The mountain ranges of the eastern Mojave Desert produced abundant mineral wealth. A mining boom in the 1800s sparked demand for cattle, in part, to feed miners, mining operations, and emerging communities. Large ranching operations began to spread across the vast open desert. Soon railroad lines appeared with rail cars carrying supplies; hauling ores from mines to mills and smelters; and adding to the wealth of an already burgeoning community.

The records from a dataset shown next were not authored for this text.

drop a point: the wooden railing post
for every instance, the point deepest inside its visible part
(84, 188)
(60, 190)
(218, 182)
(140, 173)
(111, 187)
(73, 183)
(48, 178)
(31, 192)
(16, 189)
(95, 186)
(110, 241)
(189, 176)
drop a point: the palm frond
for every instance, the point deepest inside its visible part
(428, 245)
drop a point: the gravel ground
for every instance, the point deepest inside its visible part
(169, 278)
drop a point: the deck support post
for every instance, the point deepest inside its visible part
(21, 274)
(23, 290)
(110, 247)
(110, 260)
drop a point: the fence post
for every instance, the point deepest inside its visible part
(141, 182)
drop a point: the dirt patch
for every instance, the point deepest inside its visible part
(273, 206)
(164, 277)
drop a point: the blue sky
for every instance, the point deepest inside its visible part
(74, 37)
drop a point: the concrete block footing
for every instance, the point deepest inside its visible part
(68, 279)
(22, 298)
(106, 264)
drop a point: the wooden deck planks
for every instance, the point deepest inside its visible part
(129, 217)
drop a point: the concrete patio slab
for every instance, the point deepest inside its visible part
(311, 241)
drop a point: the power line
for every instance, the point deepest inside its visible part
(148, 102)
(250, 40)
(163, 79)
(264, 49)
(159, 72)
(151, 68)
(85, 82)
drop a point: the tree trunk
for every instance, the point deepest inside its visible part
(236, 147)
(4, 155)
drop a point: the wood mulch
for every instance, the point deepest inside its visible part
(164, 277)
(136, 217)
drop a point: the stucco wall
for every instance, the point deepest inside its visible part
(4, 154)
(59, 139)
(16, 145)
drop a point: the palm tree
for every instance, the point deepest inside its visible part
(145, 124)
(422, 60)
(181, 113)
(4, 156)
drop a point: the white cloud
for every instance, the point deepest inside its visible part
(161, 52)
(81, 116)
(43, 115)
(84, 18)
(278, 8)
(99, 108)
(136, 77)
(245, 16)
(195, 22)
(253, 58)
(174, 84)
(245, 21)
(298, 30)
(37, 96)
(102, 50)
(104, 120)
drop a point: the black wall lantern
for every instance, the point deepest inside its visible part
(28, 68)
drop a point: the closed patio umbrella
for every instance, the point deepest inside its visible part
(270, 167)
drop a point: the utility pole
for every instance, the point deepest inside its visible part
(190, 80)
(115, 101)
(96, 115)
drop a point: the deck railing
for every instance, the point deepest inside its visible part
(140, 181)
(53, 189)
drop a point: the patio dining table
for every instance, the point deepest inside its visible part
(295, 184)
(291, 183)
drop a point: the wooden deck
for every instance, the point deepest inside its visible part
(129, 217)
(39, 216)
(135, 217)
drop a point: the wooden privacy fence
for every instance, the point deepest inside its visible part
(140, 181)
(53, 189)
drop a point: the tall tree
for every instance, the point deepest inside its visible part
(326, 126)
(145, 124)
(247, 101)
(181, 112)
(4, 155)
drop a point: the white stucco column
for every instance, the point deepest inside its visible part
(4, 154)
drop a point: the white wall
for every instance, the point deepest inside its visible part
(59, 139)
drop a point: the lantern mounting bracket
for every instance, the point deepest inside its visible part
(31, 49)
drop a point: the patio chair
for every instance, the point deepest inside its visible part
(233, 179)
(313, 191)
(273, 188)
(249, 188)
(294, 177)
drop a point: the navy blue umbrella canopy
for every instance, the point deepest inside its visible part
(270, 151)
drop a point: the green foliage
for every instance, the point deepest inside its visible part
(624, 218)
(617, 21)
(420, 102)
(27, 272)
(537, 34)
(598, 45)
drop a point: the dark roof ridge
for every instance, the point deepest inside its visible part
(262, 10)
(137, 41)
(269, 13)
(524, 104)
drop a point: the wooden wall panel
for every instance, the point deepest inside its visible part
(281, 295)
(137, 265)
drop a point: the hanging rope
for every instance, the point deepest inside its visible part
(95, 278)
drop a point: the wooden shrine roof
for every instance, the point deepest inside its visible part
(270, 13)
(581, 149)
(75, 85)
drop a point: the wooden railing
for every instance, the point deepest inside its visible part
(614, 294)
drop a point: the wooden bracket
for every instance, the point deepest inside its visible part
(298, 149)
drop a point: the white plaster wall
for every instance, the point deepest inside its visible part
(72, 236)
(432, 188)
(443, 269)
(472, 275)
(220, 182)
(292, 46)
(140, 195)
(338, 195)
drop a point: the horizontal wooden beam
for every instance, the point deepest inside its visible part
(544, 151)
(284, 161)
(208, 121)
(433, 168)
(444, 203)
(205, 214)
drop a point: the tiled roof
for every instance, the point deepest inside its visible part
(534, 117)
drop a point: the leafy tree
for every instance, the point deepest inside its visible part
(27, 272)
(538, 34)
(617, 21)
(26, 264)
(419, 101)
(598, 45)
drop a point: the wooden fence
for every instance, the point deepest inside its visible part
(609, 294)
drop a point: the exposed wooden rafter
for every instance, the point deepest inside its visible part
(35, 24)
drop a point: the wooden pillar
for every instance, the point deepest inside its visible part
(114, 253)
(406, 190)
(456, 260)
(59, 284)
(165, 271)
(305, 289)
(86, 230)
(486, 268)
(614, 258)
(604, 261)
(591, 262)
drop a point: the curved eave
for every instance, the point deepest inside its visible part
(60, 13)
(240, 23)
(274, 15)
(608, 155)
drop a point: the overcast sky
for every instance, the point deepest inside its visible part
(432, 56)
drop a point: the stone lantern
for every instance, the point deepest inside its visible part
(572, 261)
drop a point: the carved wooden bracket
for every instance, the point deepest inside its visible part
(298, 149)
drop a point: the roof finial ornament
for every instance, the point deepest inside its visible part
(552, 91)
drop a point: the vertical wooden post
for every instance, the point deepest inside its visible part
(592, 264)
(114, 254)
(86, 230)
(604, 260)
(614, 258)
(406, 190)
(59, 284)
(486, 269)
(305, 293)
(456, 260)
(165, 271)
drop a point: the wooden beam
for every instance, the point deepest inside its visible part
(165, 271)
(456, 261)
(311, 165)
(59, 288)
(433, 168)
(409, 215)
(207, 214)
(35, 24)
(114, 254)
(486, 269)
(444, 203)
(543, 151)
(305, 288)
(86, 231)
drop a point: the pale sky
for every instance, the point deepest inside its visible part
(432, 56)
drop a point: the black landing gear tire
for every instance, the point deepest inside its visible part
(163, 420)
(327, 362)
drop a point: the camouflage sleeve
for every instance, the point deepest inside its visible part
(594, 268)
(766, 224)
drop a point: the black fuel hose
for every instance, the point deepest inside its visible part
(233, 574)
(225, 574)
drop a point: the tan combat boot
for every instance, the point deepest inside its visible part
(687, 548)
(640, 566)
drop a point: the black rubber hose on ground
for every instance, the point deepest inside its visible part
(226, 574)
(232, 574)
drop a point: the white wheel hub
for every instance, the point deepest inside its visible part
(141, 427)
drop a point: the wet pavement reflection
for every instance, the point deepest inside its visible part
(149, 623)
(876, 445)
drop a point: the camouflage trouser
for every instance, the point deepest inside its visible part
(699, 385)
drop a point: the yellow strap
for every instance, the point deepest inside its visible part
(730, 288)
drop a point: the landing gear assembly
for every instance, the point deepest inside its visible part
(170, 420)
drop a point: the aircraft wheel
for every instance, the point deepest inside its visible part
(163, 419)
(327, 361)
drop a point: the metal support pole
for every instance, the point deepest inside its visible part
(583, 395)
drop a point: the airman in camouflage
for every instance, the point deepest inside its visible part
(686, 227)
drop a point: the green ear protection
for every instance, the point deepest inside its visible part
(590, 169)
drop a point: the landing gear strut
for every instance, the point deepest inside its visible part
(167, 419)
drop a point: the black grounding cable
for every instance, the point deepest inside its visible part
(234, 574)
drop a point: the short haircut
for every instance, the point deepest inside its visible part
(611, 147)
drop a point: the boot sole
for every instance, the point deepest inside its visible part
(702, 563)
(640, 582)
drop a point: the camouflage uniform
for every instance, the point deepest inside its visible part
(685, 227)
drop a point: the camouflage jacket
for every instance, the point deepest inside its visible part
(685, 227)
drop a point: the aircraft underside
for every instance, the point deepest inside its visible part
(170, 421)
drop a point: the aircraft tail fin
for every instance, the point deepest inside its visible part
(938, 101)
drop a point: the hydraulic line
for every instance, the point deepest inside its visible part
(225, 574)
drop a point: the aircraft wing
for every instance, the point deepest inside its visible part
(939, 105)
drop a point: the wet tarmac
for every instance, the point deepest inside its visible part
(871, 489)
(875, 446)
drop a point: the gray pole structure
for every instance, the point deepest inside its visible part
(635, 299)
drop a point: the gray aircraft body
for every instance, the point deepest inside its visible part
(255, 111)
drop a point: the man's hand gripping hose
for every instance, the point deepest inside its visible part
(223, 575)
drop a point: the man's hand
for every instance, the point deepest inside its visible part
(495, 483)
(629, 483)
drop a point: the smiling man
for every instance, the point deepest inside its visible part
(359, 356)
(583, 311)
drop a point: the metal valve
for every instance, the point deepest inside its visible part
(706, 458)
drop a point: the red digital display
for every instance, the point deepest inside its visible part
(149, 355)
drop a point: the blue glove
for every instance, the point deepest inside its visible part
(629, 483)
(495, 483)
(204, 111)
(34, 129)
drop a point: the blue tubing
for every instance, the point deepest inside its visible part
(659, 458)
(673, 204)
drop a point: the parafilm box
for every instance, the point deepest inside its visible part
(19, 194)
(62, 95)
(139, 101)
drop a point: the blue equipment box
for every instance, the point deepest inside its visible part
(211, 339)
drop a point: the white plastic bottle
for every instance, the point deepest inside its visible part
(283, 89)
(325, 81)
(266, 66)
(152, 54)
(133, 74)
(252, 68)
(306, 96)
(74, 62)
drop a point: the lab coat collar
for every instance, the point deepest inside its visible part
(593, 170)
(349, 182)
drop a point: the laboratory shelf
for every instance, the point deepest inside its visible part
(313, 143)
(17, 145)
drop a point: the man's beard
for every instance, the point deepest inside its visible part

In the late 1800s, Southern Nevada was booming with people looking to find their fortune in gold and silver. The Rock Springs Land & Cattle Company responded to the need for food and other resources. The operation quickly grew to cover one million acres of grazing land in Southern Nevada.Unidentified people and cowboys on horseback at Walking Box Ranch

In 1927, Rock Springs sold off its interests and several smaller ranches were formed. The southern portion of the dismantled ranch became the Woolf Ranch. In 1931, John Woolf sold his ranch to movie star, Rex Bell. Bell and his famous wife, Clara Bow, named the property Walking Box Ranch, and they operated a cattle ranch on it for over a decade. The Walking Box brand was originally the “Box K” brand. Rex turned the brand on its side and renamed it Walking Box. In 1950, Walking Box Ranch was sold to Karl Weikel who renamed his property YKL Ranch. Karl and his family continued cattle ranching throughout their ownership, which spanned four decades.

In 1990, Viceroy Gold Corporation purchased the ranch to serve as a corporate retreat and for access to its nearby Castle Mountain mine. The Nature Conservancy (TNC), which had been negotiating to purchase the ranch prior to the Viceroy Gold Corporation’s ownership, purchased the surrounding Crescent Peak allotment water rights and grazing permits from Viceroy. This purchase initiated the Clark County Desert Tortoise Habitat Conservation Plan, a landmark mitigation agreement developed by TNC and other conservation partners to assure the preservation of the desert tortoise. TNC also became the holder of conservation easements to preserve and protect in perpetuity the natural, historic, scenic, and open space features and values of the Walking Box Ranch property.

The Bureau of Land Management (BLM) acquired the ranch in 2005. At that time, the University of Nevada, Las Vegas – Public Lands Institute (UNLV-PLI) entered into a cooperative management agreement with BLM and became the manager of the ranch.

Today, Walking Box Ranch is a destination for visitors, scholars, students, and scientists. As partners, the BLM and UNLV-PLI have preserved and protected this historic landmark so it can serve as a bridge between people and the rich cultural and natural heritage of the Mojave Desert.